Pomaga obniżyć cholesterol dzięki wysokiej zawartości tzw. rozpuszczalnego błonnka. Duże ilości magnezu i kwasu foliowego chronią serce, magnez dodatkowo wspomaga przepływ krwi i składników odżywczych w organizmie.
Duża ilość składników odżywczych przy prawie całkowitym braku tłuszczu czyni z soczewicy idealny produkt dla osób odchudzających się/ dbających o szczupłą sylwetkę.
Istnieje wiele pysznych przepisów na dania z soczewicy, ja chcę pokazać mniej znany sposób jej przyrządzania. W ostatnim poście pisałam o paście tandoori, która przewartościowała moje podejście do kuchni indyjskiej.

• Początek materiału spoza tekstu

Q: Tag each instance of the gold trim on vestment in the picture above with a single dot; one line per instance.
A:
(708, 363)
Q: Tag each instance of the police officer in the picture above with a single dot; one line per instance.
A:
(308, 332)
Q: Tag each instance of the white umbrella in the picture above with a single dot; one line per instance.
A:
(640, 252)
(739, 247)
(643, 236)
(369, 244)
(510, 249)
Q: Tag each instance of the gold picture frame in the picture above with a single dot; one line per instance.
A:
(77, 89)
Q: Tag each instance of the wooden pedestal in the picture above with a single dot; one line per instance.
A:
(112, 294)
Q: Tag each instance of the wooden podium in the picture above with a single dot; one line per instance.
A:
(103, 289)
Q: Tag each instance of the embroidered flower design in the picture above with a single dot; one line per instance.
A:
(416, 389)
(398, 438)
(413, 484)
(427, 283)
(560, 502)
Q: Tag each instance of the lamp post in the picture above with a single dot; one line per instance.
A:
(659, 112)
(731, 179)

Tandoori cudownie komponuje się z dość neutralną w smaku soczewicą. Połączenie rozgrzewających przypraw jak imbir czy pieprz cayenne z kwaśną pastą tamaryndową i pożywną soczewicą jest jedną z moich ulubionych potraw na jesień, która wczoraj oficjalnie się już rozpoczęła.
Soczewica tandoori
/na 2 solidne porcje lub 4 średnie/
1 szklanka zielonej soczewicy
spory kawałek twardego tofu
2 cebule
olej rzepakowy
sól
Cebule pokrojone w grubą kostkę podsmażyć na oleju. Soczewicę ugotować do miękkości w osobnym garnku. Do cebuli dodać pokrojone w dość duże kawałki tofu i pastę tandoori i podsmażyć z przyprawami tak aby tofu zostało oblepione smakiem pasty. Na koniec dodać ugotowaną soczewicę i wymieszać tak by tandoori pokryło równomiernie całą soczewicę.
Można dolać odrobinę wody jeśli potrawa będzie zbyt gęsta. Podawać z ryżem lub chlebkami naan. Można też jeść z jogurtową raitą.